We begin with a lemma:

Lemma: Suppose $(a,b)\in \mathbb{Z}^2$ with $a$ and $b$ relatively prime. There there is a group isomorphism $\phi_{(a,b)}:\mathbb{Z}^2\rightarrow \mathbb{Z}^2$ with $\phi_{(a,b)}(a,b) = (0,1)$.

Proof: Because $a$ and $b$ are relatively prime, there are integers $s$ and $t$ for which $as + bt = 1$. Writing elements of $\mathbb{Z}^2$ as column vectors, we define $\phi_{(a,b)}$ to be multiplication by $\begin{bmatrix} b & -a \\ s & t\end{bmatrix}$. The fact that $\phi_{(a,b)}$ is an isomorphism mapping $\begin{bmatrix} a\\b\end{bmatrix}$ to $\begin{bmatrix} 0\\ 1\end{bmatrix}$ is left to the reader. $\square$

Now, fix an isomorphism $f:H_1(U_1)\oplus \mathbb{Z}\rightarrow \mathbb{Z}^2$. By replacing $f$ by $\phi_{f(0,1)}\circ f$ if necessary, we may assume without loss of generality that $f(0,z) = (0,z)$ for all $z\in \mathbb{Z}$.
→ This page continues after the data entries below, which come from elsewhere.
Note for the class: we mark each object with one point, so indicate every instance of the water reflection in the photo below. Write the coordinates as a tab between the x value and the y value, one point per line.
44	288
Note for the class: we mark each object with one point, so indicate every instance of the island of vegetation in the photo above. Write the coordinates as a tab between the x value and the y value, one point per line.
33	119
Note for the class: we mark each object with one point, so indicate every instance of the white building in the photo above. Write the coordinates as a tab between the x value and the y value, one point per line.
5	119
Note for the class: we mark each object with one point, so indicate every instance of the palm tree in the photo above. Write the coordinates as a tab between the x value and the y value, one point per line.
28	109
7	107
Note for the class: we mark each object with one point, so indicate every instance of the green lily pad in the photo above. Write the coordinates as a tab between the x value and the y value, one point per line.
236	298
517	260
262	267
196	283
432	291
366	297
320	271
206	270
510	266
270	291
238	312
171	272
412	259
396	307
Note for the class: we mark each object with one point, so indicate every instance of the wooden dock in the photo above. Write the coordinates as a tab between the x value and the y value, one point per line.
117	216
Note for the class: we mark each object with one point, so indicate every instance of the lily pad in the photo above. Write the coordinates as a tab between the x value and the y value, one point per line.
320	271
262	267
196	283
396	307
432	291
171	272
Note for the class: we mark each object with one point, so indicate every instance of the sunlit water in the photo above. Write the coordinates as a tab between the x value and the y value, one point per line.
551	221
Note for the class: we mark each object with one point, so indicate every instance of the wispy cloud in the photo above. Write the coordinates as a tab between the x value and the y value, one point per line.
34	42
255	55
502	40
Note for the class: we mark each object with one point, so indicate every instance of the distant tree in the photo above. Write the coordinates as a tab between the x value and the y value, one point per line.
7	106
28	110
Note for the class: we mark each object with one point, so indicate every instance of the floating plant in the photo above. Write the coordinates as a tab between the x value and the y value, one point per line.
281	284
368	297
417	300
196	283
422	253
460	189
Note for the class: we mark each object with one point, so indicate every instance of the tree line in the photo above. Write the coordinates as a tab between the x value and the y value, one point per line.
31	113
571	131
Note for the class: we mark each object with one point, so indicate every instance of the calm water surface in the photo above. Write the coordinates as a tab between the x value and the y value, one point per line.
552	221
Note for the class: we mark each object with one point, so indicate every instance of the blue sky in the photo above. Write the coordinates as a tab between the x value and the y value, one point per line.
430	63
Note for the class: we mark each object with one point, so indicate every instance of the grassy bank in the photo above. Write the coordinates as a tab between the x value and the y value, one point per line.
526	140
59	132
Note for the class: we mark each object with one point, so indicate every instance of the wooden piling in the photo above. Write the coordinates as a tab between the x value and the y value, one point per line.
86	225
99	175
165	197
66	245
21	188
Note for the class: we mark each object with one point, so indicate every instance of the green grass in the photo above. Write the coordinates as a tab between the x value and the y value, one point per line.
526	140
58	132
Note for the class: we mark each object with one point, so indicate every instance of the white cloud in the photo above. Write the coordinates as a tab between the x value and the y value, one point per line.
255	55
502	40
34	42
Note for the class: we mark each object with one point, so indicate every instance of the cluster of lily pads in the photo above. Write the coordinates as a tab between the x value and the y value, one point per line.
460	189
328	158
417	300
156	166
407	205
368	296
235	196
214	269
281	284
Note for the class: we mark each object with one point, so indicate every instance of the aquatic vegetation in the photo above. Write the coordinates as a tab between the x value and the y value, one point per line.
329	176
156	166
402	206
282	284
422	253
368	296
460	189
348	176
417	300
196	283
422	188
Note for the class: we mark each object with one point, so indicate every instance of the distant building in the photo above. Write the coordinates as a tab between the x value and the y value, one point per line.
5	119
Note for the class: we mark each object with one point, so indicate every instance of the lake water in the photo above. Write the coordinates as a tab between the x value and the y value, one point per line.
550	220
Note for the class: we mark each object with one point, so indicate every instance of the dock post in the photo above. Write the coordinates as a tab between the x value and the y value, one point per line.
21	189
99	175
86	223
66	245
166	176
Let $\pi:\mathbb{Z}^2\rightarrow \mathbb{Z}$ with $\pi(c,d) = c$. I claim that $g:=(\pi\circ f)|_{H_1(U_1)\oplus \{0\}}$ is an isomorphism between $H_1(U_1)\oplus \{0\}$ and $\mathbb{Z}$. Since obviously $H_1(U_1)\oplus \{0\}\cong H_1(U_1)$, this gives the desired isomorphism.

I will only sketch the proof that $g$ is a bijection. To see $g$ injective, note that if $(x,0)$ is in the kernel of $g$, then $f(x,0) =(0,d) = f(0,d)$ for some $d\in \mathbb{Z}$. Then use the fact that $f$ is injective.

To see $g$ is surjective, first compute that $\pi(f(x,z))$ is independent of $z$ and conclude that $g$ is surjective if and only if $\pi \circ f$ is. But both $\pi$ and $f$ are surjective, so $\pi \circ f$ obviously is as well.